Ich sehe in der Bewahrung und Förderung einer Regionalsprache und damit der an sie gebundenen Kultur kein Hemmnis für die überregionale Integration - umso weniger im Falle Paraguays und des Guarani, als diese Sprache doch gerade ein kulturelles Band zu den derzeitigen Mitgliedsstaaten des Mercosur knüpft. Niemand fordert ja ernsthaft, dass das Guarani im internationalen Verkehr an die Stelle des Spanischen treten sollte, sondern es geht um die Bewahrung und den Ausbau der Zwei- oder Mehrsprachigkeit, die in vielen modernen Ländern Europas gegeben ist, ohne dass diese dadurch kulturell oder wirtschaftlich marginalisiert würden.

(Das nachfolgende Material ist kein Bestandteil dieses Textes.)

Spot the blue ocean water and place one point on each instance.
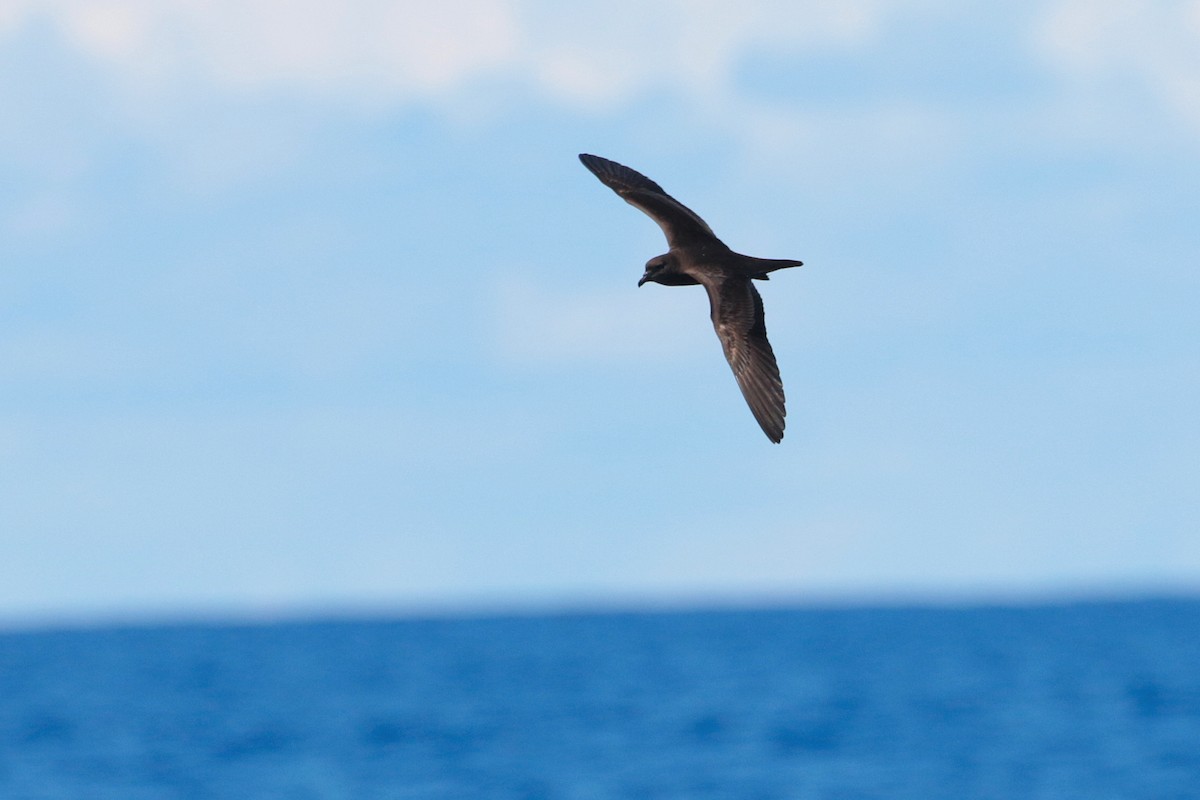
(1087, 702)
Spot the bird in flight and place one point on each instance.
(697, 256)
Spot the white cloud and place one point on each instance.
(586, 54)
(1105, 43)
(373, 47)
(535, 324)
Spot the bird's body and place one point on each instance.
(697, 257)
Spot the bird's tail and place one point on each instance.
(759, 268)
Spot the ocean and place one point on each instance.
(1080, 701)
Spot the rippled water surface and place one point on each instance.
(1090, 701)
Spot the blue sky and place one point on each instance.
(310, 307)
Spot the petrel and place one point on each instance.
(697, 256)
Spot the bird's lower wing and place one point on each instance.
(741, 324)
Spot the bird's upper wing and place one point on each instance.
(679, 223)
(741, 325)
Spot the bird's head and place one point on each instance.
(657, 269)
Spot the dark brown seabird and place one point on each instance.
(697, 256)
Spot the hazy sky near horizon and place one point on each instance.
(311, 306)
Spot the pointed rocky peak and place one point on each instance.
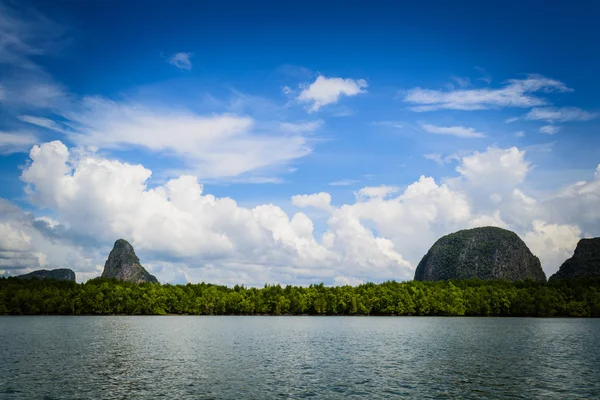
(585, 262)
(124, 264)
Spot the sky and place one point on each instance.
(293, 142)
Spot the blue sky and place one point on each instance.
(365, 104)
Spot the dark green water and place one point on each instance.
(298, 357)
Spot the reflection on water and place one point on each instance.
(298, 357)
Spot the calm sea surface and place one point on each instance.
(298, 357)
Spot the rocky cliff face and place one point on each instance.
(485, 253)
(124, 265)
(61, 274)
(585, 262)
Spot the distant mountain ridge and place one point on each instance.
(484, 253)
(124, 264)
(60, 274)
(585, 262)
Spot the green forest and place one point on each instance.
(572, 298)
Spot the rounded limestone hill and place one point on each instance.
(484, 253)
(585, 262)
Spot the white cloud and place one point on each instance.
(391, 124)
(42, 122)
(181, 60)
(461, 82)
(301, 127)
(212, 146)
(324, 91)
(343, 182)
(435, 157)
(515, 93)
(25, 34)
(16, 142)
(106, 199)
(564, 114)
(495, 167)
(458, 131)
(25, 245)
(318, 200)
(181, 231)
(551, 242)
(375, 192)
(549, 129)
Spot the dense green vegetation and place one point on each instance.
(578, 298)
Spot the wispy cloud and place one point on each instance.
(343, 182)
(390, 124)
(441, 160)
(42, 122)
(215, 146)
(24, 35)
(301, 127)
(461, 82)
(458, 131)
(324, 91)
(436, 157)
(515, 93)
(181, 60)
(563, 114)
(549, 129)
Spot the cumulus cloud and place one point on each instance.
(301, 127)
(181, 60)
(371, 192)
(28, 243)
(514, 93)
(324, 91)
(458, 131)
(564, 114)
(106, 199)
(184, 233)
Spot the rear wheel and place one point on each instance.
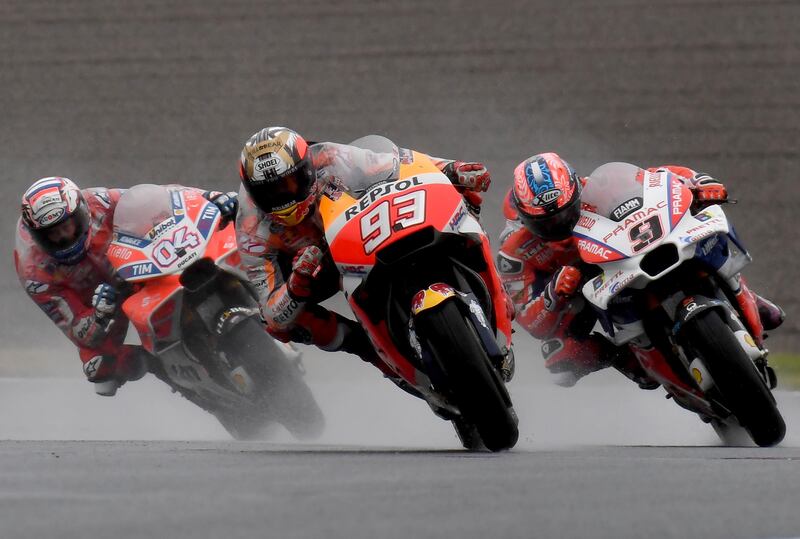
(736, 378)
(281, 393)
(475, 386)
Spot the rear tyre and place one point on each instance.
(475, 386)
(281, 393)
(731, 433)
(736, 378)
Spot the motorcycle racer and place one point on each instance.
(538, 262)
(60, 257)
(281, 239)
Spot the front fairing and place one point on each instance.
(636, 226)
(160, 231)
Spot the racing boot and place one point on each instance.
(772, 316)
(508, 365)
(357, 342)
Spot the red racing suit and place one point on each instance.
(268, 248)
(64, 292)
(527, 265)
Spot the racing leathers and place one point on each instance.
(543, 281)
(291, 267)
(84, 299)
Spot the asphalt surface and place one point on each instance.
(119, 93)
(601, 460)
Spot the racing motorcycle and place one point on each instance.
(198, 318)
(418, 275)
(662, 287)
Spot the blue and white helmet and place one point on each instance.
(57, 217)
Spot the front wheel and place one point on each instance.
(735, 377)
(471, 380)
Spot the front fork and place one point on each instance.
(687, 307)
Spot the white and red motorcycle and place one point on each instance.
(662, 289)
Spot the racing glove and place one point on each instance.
(104, 301)
(305, 268)
(707, 191)
(227, 203)
(471, 176)
(565, 281)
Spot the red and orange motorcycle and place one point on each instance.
(419, 276)
(198, 317)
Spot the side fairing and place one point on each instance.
(356, 229)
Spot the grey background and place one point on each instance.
(118, 93)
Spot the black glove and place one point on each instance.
(104, 301)
(227, 203)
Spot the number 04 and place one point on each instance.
(376, 226)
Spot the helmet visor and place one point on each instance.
(281, 192)
(65, 237)
(556, 226)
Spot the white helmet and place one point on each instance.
(57, 217)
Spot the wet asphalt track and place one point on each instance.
(600, 460)
(118, 93)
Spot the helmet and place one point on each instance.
(57, 217)
(275, 170)
(547, 194)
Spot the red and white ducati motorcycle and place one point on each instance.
(419, 276)
(662, 289)
(195, 313)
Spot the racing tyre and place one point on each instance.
(281, 392)
(475, 386)
(743, 390)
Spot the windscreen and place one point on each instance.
(614, 190)
(141, 208)
(362, 163)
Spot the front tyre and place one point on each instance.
(472, 382)
(735, 377)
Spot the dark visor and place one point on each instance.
(64, 235)
(279, 193)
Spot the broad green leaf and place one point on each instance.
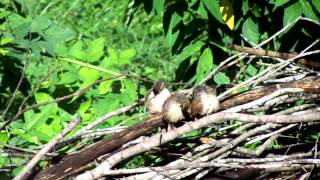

Für den Fall Paraguays hoffe ich darüber hinaus gezeigt zu haben, dass seine nationale Sprache und Kultur sich seit jeher durch Offenheit und Integrationsfreudigkeit ausgezeichnet haben und dass Purismus und Abgrenzung nicht der Königsweg sind. Auch linguistisch läßt sich das dadurch untermauern, dass derjenige, der von ñande reko spricht, ein inklusives Wir meint: Er bezieht immer auch den Angesprochenen, den anderen mit ein und verabsolutiert nicht die eigene, individuelle Seinsweise.